I did roll some of the leftover coating onto my patio roof that has sanded tarpaper similar to shingles. It's possible, but not a good idea - it won't stick very well and the sand clogs the roller. There is a primer for this, but since these are new shingles I think you should just leave them alone. You'd have to tear the shingles off and start over. I have seen thatched roof houses with elastomeric coatings on them and it makes a lot more sense than shingles around here.


----------



## shawnlee

There are some companies out there that make specific coatings just for this application..........the coclor alone will help ,but some of these caotings have radiant bariier and insulation in them which improve performance alot over just white paint...do some searches for roof coatings and these companies will pop up.


----------



## Leftyho

Hi,

You can paint shingles.

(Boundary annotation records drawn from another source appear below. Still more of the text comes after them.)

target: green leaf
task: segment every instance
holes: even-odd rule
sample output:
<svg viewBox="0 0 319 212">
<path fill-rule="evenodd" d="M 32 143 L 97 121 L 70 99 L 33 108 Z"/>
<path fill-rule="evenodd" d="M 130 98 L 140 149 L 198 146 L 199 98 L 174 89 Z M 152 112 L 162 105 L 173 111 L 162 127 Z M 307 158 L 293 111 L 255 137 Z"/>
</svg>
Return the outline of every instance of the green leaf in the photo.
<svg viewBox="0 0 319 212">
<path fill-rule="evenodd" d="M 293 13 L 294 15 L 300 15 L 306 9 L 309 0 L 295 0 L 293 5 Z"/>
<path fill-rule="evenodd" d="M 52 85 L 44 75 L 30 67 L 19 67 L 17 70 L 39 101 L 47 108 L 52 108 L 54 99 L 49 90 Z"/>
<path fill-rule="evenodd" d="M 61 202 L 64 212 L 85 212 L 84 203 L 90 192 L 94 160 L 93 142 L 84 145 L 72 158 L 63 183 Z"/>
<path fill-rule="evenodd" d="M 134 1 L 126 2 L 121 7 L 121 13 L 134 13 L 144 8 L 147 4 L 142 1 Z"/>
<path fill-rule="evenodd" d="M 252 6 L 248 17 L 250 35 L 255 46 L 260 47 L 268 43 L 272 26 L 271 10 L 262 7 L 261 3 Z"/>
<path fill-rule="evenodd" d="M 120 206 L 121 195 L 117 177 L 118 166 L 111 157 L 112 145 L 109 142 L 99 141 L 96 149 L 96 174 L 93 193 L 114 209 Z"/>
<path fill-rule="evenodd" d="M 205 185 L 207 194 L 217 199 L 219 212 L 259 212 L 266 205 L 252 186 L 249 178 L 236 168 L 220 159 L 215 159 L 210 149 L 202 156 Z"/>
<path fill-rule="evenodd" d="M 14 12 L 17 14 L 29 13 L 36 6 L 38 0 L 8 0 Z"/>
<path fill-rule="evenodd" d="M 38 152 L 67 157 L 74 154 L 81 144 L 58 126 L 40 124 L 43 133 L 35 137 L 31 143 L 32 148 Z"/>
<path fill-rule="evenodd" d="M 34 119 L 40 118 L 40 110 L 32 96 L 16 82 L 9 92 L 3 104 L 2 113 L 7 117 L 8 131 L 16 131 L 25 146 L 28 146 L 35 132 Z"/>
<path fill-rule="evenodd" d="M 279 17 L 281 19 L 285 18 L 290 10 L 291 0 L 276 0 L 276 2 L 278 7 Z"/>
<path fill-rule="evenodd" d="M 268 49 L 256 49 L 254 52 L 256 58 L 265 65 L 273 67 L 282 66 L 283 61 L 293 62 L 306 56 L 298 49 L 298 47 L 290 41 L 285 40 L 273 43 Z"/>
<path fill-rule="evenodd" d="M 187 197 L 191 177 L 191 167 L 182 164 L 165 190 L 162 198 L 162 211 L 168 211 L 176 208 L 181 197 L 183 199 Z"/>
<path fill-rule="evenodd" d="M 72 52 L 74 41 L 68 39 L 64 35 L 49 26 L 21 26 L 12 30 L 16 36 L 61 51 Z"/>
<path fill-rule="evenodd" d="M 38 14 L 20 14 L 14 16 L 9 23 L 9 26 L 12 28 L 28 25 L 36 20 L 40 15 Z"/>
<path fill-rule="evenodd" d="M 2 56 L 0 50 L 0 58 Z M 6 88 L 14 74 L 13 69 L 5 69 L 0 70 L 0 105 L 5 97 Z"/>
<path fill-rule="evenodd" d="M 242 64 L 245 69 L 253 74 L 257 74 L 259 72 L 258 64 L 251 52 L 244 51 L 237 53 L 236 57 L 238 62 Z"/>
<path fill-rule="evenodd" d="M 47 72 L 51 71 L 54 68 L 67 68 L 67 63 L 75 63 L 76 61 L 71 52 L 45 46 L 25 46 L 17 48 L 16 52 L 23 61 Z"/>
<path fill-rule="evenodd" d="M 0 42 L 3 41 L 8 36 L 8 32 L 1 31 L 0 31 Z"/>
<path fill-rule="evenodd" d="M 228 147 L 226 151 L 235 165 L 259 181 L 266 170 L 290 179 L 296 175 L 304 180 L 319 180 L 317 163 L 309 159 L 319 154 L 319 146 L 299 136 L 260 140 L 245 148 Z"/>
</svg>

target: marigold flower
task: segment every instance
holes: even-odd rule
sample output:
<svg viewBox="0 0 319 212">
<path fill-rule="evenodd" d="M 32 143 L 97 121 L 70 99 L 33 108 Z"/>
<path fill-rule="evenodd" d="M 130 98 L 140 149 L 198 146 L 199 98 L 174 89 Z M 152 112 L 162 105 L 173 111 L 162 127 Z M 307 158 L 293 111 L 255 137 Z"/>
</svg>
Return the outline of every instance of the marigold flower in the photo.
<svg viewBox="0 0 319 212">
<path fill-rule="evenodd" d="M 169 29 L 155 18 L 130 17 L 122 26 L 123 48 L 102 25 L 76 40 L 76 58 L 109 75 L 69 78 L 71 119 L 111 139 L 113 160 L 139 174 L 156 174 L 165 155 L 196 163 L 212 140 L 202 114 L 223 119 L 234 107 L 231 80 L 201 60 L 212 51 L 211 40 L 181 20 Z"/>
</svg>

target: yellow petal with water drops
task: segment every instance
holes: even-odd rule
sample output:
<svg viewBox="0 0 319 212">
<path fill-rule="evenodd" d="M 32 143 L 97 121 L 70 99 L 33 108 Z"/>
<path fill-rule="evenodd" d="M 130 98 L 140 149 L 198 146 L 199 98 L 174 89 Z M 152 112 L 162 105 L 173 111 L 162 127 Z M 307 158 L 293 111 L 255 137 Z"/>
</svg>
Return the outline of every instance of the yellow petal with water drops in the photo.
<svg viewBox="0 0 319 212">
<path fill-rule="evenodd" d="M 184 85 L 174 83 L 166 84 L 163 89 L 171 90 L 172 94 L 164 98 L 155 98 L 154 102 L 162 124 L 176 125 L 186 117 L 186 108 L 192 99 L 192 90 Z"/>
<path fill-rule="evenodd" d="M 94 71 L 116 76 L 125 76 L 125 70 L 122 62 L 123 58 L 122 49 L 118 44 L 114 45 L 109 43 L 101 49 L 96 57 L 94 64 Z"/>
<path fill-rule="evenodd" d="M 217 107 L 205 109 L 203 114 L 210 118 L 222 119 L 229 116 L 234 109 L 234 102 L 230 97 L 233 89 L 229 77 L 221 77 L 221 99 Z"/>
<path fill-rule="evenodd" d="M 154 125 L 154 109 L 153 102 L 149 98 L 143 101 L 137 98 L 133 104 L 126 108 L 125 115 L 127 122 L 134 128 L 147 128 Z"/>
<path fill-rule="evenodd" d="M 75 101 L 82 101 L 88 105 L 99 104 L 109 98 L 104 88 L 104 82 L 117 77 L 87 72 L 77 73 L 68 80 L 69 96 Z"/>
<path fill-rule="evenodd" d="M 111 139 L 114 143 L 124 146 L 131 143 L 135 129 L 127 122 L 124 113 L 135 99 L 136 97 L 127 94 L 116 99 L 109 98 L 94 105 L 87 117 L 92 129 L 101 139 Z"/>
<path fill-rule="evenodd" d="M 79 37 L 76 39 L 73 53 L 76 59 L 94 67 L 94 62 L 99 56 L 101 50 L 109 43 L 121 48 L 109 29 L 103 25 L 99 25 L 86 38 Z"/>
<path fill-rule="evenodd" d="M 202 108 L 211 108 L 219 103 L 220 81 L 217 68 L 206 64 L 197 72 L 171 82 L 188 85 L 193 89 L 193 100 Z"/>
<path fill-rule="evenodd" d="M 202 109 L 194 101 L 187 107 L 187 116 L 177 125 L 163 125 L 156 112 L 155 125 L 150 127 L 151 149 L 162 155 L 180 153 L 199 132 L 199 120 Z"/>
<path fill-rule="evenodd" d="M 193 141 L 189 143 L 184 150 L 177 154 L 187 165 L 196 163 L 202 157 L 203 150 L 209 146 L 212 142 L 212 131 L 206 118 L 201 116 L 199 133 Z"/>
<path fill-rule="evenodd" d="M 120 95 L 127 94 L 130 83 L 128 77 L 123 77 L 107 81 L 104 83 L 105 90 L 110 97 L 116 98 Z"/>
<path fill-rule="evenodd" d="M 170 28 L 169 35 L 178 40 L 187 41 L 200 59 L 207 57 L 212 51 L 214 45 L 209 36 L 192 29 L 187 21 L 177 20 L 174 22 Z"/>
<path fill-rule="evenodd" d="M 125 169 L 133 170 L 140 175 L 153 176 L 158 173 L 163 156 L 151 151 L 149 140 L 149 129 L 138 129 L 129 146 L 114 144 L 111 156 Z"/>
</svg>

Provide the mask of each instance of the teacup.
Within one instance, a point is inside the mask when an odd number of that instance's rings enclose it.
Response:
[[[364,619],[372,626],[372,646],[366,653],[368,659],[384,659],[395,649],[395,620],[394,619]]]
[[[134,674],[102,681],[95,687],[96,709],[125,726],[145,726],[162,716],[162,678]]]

You pass shingles that are painted all the time.

McDonnals, Burger King... 

Regular white paint will do fine.

If you do not believe that white works here is a test. Get a white car and a black car, in the afternoon, touch each one. Then tell me which one is cooler. Anyone that says there is no difference does not work on roofs. Radiant heat is not brought into the building. 

No argument that there are other ways to improve efficiency and comfort. 

The big downside to white roofs with roof coatings is glare. if you have a roof in front of a window, DO NOT PAINT your roof white. The glare in your home will be unbearable. The white roof will reflect the sun light like a mirror. So the glare may affect your neighbors house. 

Look at a Wendy's. You will probably see a glow above the roof. This is the sunlight being reflected off the roof. If you see anyother flat roof and it looks like it is glowing, they have a white roof.

The air itself is cooler on a white roof. This cooler air is used by the HVAC units. This reduces the energy needed to cool your building. It also increases the life of the hvac unit. So the cost savings add up quickly.


----------